On The Myth of the Digital Cornfield

It was the palpable bold shape of the edible spindles, a good score of them stacked up among the turkey and the other vegetables. They looked knitted, felt glabrous, and brought the outdoors to the table more than any baked potato or celery root. Corn on the cob has bemused me ever since. Rigid with its tiny-chambered juices, a round-tower skyscraper of the year 2000, a convolvulus of dimples that comes sheathed in palmy leaves and wispy silk, it is my emblem of the American land, not phallic as some reckon but a wrapped, near-aerodynamic gift, which one devours row by row, as if stripping fertility from the axis of the Earth itself.

-Paul West, Ode to Corn.

As Cather scholar Bernice Slote describes it, Lincoln in the 1890s was a frontier capital city bursting with urban aspirations, “a place in which to set down civilization.” For a girl from Texas unable to place Nebraska on a map, I expected, in 2009, to encounter the prairie in Lincoln, to be surrounded by cornfields, tractors, men with straw between their teeth. Of course, Lincoln is no such place.
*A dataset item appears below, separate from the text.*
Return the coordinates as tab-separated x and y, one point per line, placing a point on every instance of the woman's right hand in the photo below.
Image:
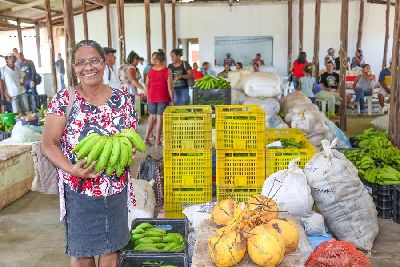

It is a bicyclers’ city, with a tall capitol and a crowded downtown farmer’s market. It is a brick and mortar city, possessed of particular charms (ubiquitious Cornhuskers gear among them) but not, in fact, stranded in a cornfield.

I anticipated some of the vibrancy of this community in the way we now often glimpse faraway places: online. And yet the myth of the cornfield is persistent, insisted upon by romatics squinting to see beyond the supercomputers and the think tanks and the bungalows. In stubbornly titling these posts of my summer internship “Digital Cornfield,” I am grasping at the visitor’s sense of what is foreign in the familar. But, too, I am referencing the fertility of the place, and the shelter it proffers. And paying homage to Paul West’s description of corn on the cob as a glabrous futurist tower, beckoning for consumption.